New discovery about dung beetles has implications for AI, robotics

It turns out that dung beetles are even more amazing than we've always known they are with their ability to move backwards using directional sensors to tune into visual stimuli.

A collaborative project by researchers at Lund University in Sweden and the University of the Witwatersrand (Wits) has found that aside from picking up visual cues from their environment, the beetles also have a built-in _mechanical _sensory system.

Wits professor of Entomology, Marcus Byrne explains:

The way we've looked at it in the past is using celestial clues like the sun and the moon and the stars and polarised light in the sky invisible to the human eye.
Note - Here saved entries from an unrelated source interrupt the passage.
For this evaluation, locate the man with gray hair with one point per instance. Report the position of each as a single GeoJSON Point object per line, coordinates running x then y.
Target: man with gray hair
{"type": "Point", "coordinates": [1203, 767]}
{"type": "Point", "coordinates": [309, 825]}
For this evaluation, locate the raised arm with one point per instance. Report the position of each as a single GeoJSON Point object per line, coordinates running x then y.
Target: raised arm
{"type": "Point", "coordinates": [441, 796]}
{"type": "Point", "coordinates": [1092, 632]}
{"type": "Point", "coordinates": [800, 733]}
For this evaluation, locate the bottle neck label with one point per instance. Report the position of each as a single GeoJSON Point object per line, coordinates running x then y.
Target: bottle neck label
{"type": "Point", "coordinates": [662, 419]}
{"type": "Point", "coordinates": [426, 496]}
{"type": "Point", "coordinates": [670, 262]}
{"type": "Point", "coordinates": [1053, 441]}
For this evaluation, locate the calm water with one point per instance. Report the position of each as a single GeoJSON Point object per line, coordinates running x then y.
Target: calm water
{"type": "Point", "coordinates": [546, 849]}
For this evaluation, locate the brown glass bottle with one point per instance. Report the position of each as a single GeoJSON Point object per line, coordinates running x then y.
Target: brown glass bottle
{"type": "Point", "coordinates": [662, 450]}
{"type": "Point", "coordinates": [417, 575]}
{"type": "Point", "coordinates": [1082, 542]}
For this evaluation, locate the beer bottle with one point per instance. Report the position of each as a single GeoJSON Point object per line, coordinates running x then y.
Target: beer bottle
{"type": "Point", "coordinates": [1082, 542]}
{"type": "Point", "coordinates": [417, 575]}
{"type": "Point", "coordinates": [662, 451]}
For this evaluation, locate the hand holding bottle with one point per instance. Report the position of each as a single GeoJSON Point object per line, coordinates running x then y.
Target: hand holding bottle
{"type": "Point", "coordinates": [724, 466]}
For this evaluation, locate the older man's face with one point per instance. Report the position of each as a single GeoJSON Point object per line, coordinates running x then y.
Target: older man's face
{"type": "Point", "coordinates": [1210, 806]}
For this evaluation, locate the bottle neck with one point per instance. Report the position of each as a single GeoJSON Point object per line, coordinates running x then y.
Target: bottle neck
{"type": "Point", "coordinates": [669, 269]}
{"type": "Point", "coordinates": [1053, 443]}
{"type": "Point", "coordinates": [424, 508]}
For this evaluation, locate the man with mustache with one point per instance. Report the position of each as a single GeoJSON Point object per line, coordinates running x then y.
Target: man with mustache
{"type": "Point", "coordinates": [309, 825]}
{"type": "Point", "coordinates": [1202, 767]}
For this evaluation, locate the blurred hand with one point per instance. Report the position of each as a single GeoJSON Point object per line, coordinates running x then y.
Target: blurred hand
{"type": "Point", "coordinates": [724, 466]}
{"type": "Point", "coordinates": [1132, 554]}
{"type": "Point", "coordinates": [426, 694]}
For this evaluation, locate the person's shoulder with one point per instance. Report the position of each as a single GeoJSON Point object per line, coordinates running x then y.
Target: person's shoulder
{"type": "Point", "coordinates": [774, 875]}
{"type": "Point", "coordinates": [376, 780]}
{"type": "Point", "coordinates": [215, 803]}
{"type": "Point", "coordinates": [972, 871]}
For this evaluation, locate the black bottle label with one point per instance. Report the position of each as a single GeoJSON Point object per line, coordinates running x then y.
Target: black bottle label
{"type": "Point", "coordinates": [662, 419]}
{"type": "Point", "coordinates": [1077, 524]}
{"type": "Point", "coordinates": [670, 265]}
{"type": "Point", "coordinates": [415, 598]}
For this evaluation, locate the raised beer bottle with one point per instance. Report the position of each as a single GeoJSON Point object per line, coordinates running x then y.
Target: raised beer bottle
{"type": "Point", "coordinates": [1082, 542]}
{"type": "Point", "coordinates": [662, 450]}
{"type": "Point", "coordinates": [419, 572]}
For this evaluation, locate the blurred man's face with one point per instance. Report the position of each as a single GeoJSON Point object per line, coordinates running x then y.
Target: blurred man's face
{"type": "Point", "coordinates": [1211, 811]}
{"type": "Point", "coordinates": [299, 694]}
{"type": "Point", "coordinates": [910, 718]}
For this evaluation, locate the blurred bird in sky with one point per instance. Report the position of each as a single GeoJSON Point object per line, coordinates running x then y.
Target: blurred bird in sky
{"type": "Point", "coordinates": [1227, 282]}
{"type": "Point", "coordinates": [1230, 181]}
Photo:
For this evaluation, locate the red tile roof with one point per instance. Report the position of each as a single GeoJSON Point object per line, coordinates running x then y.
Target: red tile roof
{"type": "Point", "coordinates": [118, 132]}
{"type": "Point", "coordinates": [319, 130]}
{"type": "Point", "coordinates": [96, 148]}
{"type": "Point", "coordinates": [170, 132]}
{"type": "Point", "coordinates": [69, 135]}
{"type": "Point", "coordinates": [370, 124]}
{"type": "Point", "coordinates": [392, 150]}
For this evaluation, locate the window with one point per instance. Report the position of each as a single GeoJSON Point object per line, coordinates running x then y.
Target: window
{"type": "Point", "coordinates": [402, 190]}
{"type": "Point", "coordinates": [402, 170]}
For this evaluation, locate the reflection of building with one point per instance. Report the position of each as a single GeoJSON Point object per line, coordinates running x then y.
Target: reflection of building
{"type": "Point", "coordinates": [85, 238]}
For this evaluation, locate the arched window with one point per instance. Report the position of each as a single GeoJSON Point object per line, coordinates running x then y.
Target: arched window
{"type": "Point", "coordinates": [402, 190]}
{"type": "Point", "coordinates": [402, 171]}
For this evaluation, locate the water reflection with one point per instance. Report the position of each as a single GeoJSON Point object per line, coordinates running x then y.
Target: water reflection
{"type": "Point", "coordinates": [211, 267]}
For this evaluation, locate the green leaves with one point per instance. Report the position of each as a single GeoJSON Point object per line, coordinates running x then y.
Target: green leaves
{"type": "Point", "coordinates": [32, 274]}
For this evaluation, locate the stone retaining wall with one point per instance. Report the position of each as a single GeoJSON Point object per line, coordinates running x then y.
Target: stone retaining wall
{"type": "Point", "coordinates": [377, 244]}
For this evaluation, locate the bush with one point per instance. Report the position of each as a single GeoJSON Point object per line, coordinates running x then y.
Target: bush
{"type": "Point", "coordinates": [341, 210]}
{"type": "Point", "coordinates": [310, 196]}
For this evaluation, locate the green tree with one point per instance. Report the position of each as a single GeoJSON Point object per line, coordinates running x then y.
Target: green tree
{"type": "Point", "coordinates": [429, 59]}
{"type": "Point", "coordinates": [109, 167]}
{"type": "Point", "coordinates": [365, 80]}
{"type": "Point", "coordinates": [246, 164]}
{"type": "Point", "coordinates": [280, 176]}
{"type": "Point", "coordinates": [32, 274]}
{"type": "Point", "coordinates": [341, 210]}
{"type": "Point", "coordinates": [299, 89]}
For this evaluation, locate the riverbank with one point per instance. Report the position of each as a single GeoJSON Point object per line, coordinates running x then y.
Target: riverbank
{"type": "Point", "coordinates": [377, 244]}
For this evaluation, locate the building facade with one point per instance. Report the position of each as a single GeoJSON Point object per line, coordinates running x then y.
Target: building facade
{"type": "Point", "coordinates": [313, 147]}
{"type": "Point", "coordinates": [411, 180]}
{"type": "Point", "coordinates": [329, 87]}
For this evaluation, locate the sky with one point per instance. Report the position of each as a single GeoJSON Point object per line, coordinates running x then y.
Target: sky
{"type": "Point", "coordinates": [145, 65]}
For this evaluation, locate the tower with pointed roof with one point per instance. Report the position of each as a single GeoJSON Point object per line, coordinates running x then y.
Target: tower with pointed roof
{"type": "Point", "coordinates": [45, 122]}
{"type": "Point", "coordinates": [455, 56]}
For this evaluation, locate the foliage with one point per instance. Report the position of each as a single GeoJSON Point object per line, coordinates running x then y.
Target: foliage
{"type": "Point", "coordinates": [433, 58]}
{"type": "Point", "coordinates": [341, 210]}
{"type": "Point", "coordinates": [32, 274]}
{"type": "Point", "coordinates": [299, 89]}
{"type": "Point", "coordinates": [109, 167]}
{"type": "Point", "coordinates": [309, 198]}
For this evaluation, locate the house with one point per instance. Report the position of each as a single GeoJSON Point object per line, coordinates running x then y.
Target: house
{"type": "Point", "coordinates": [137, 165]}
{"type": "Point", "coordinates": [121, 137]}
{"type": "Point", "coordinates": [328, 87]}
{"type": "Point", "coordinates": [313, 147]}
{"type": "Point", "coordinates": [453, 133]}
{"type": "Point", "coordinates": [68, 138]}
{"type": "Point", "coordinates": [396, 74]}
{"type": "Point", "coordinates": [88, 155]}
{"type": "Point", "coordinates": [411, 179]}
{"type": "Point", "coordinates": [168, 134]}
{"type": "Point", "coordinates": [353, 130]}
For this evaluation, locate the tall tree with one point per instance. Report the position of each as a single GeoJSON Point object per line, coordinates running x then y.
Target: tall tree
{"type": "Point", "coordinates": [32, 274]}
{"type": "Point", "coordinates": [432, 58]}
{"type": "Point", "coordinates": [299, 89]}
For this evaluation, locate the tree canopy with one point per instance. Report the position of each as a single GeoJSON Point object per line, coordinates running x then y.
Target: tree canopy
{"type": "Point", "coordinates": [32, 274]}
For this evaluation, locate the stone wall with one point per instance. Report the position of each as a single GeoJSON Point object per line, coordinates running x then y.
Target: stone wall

That's what we thought they had in their armoury up to now.

Marcus Byrne, Professor of Entomology - Wits University

But what happens when the sun is overhead at noon and useless as a compass?

The researchers found that the beetles have a fallback system:

We found that in these situations the species we looked at were able to switch to a mechanical cue and they sense that through their antennas - what they sensed was the wind.

Marcus Byrne, Professor of Entomology - Wits University

We do know that lots of flying insects also use wind as a compass.

Marcus Byrne, Professor of Entomology - Wits University

Professor Byrne says this example of navigational precision tools could be applied in artificial intelligence and robotics.

It (the dung beetle) doesn't need a GPS, it doesn't need a satellite, it can just use natural signals in the environment... It's literally the simplest piece of information that you can teach a robot to respond to and then you can get that robot to orientate itself through that environment.

Marcus Byrne, Professor of Entomology - Wits University

The fact that the creature can switch between its sources of input within a matter of seconds is another valuable function which could impact technology.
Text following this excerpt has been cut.